Rates of postpartum depression among American mothers, including anxiety and hopelessness, rose during the first year of the COVID-19 pandemic, a new study by the UVA Health academic medical center in Charlottesville, Virginia reveals.
The research, published in the Journal of Psychiatric Research, analyzed more than 278,000 responses between January 2018 and March 2021 to a post-pregnancy survey on the Flo app, which assists women in tracking their menstrual cycle mood or physical symptoms during and post-pregnancy.
The findings were then synced with US government data on both COVID-19 cases and deaths from March 2020 through March 2021, and unemployment.
It surprisingly found that states with a greater increase in postpartum depression symptoms tended to have fewer deaths from COVID and lower unemployment rates among women.
Researchers provided a possible explanation for this, stating that women in those states had less access to their support systems, which previous research has shown helps women from developing postpartum depression.

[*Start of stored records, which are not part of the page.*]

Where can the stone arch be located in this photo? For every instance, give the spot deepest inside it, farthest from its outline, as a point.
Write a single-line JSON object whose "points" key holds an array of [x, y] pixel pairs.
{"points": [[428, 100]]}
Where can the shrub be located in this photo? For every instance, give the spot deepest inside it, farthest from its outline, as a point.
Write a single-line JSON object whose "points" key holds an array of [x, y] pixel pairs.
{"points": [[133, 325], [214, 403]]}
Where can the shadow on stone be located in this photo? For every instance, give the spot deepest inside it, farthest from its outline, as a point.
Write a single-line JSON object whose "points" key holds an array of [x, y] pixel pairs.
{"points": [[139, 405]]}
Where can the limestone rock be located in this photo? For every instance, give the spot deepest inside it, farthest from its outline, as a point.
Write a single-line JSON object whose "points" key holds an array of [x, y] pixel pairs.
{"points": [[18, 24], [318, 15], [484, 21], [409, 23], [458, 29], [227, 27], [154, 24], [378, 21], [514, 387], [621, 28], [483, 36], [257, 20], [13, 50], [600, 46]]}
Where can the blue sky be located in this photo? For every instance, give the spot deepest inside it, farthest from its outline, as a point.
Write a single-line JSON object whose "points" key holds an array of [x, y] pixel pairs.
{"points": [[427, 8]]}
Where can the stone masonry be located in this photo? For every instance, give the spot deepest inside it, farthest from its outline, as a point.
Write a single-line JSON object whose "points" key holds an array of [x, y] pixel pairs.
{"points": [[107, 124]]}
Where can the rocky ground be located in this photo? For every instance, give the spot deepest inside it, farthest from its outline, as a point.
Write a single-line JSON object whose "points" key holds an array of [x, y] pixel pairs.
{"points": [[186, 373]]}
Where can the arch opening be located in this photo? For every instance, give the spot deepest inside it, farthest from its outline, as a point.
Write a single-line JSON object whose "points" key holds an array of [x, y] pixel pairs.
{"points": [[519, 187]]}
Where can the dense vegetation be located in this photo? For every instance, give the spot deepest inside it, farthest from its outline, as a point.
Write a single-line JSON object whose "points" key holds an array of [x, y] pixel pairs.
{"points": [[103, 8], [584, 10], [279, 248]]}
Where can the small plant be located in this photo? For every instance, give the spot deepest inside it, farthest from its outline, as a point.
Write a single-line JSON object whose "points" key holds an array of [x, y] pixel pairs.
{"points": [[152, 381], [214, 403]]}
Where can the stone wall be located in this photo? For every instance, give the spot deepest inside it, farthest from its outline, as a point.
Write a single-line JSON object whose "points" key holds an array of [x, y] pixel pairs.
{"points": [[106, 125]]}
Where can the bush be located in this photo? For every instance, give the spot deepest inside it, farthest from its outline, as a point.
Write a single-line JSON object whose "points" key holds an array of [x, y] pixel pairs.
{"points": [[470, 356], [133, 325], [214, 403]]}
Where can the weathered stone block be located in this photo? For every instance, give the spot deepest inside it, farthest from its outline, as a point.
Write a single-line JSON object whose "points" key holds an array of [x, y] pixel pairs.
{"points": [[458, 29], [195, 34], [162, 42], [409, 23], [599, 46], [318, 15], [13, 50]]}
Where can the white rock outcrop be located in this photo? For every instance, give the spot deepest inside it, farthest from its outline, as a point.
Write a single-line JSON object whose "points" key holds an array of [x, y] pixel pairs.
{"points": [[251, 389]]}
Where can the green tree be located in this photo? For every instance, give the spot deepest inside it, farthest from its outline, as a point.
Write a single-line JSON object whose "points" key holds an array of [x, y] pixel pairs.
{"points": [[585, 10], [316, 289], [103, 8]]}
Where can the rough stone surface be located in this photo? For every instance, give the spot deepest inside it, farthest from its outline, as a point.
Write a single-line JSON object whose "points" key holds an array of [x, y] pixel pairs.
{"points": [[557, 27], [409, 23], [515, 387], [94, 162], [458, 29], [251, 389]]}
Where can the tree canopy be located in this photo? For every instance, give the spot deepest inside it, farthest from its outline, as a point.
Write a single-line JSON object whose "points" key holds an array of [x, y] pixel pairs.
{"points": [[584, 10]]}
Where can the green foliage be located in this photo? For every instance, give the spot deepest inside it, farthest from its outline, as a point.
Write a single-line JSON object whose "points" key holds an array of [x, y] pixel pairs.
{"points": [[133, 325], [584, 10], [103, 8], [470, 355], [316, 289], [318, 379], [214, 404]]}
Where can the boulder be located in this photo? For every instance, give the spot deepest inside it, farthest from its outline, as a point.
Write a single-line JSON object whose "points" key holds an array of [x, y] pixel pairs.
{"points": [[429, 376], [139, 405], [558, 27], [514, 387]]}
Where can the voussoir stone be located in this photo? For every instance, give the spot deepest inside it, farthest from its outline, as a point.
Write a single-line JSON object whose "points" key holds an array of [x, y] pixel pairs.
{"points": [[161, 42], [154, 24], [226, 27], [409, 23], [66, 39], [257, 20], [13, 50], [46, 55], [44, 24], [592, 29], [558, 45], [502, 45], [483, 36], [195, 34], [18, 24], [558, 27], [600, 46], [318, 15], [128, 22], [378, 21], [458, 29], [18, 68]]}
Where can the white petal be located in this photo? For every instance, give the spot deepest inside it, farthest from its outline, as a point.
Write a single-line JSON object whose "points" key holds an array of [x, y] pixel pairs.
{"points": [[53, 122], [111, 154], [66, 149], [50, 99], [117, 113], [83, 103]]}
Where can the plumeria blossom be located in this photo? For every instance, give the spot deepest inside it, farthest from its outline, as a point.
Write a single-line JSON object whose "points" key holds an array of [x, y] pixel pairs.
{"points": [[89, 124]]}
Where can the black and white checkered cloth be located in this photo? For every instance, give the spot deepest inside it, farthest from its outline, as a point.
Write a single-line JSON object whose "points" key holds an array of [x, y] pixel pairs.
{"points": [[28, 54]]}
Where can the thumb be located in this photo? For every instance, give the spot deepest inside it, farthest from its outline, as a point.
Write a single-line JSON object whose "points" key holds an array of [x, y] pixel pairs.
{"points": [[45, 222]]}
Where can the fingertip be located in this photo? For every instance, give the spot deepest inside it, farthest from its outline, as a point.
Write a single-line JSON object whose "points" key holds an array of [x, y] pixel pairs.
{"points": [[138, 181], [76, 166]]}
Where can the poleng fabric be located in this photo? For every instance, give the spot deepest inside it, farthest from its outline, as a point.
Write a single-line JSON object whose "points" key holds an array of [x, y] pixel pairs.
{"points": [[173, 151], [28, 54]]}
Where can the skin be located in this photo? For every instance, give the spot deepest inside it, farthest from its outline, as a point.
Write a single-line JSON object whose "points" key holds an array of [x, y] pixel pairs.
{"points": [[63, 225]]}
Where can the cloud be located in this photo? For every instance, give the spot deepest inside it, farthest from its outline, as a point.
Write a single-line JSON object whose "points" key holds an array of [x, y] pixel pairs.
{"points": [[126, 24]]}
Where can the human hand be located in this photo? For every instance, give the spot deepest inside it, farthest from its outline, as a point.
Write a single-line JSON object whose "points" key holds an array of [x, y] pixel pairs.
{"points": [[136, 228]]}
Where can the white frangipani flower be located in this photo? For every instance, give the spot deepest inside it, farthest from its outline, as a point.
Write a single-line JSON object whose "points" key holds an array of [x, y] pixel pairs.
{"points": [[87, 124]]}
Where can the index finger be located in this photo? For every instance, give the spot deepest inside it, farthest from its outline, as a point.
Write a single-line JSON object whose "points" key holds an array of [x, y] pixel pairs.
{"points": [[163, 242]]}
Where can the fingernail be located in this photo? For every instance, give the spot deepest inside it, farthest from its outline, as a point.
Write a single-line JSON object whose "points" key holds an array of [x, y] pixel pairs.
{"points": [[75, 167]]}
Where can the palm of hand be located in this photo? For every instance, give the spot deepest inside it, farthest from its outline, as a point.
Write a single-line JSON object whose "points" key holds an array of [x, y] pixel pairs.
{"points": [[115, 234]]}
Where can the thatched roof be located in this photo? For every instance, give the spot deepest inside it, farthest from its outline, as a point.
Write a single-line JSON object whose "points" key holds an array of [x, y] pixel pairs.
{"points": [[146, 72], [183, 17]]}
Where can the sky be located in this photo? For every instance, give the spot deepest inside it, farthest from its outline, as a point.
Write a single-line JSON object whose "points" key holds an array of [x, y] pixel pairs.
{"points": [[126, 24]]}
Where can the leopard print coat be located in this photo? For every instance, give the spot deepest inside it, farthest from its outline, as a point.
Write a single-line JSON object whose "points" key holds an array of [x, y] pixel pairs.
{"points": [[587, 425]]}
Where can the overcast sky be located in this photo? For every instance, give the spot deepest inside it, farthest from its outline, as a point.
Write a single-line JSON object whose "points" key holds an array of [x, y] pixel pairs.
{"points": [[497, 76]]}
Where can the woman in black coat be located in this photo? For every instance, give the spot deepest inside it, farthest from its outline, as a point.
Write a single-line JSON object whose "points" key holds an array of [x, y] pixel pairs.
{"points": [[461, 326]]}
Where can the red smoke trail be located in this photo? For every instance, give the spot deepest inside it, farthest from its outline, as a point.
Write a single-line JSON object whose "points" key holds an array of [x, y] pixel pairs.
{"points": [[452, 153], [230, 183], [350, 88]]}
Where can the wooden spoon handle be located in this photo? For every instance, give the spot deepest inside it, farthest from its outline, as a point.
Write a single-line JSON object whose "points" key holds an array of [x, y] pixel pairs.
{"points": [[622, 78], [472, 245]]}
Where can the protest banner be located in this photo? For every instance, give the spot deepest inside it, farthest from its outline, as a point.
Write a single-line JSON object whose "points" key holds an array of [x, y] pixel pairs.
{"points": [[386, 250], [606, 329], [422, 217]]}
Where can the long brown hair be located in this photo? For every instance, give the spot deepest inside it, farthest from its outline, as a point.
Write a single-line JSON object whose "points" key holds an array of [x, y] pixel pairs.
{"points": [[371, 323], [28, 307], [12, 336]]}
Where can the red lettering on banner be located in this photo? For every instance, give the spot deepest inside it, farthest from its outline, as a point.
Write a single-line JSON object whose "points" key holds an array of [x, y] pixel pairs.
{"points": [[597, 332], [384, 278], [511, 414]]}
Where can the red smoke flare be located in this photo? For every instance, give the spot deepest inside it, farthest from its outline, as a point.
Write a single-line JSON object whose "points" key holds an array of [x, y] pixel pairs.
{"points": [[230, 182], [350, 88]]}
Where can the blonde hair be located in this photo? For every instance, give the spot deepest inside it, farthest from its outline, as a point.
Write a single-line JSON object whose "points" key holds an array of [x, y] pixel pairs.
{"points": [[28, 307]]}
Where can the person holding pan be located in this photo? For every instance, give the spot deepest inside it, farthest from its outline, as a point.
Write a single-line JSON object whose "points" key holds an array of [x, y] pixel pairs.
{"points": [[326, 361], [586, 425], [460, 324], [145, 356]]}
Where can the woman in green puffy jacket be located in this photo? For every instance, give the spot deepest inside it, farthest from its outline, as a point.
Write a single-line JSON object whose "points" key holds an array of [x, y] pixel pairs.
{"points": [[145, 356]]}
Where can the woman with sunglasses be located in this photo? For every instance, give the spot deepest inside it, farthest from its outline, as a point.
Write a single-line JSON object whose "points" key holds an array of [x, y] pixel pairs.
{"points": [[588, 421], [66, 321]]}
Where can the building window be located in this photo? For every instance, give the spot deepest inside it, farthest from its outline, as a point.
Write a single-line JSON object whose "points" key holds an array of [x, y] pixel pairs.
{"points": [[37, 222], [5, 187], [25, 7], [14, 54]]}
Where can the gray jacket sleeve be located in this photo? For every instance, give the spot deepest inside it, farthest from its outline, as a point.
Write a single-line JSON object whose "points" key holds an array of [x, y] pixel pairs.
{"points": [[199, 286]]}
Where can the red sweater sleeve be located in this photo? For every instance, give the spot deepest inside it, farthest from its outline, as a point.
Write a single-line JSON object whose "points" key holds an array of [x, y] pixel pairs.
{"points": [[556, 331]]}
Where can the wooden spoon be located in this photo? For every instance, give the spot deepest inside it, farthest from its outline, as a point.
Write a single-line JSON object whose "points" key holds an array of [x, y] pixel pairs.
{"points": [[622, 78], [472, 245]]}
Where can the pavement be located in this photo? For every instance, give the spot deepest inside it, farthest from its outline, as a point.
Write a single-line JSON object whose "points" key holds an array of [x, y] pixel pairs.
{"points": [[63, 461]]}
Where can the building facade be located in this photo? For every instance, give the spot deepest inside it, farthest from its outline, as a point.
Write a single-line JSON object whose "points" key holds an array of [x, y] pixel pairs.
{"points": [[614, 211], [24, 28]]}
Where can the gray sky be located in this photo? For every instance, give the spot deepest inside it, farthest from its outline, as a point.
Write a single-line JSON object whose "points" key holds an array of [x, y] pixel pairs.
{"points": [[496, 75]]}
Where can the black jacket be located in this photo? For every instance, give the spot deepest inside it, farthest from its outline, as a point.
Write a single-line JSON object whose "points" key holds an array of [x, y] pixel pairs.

“Because postpartum depression not only has deleterious effects on the mother but also on the child, it’s important that we identify risk factors as well as protective factors," according to Dr. Jennifer L. Payne, the study’s senior author. “The pandemic clearly increased the risk for postpartum depression symptoms.”
Overall, national rates of postpartum depression increased from 6.5% to 6.9% during the pandemic's first year.
A study published last month found that depression during COVID-19 also affected new moms in other countries.
A large international study headed by Israeli researchers, which looked at Israel, Albania, Bulgaria, Cyprus, Greece, Malta, Portugal, Spain, the United Kingdom, Turkey, Brazil and Chile, questioned 7,642 women worldwide, including 730 Jewish and Arab-Israeli women.
In the Israel section of the research, the team found that 58% of Arab women reported significant symptoms of depression compared with 36% of Jewish women. The incidence of postpartum depression symptoms was three times as high among unemployed women. Overall, it reported a 3.5-fold increase in depression during COVID-19.
Judy Siegel-Itzkovich contributed to this report.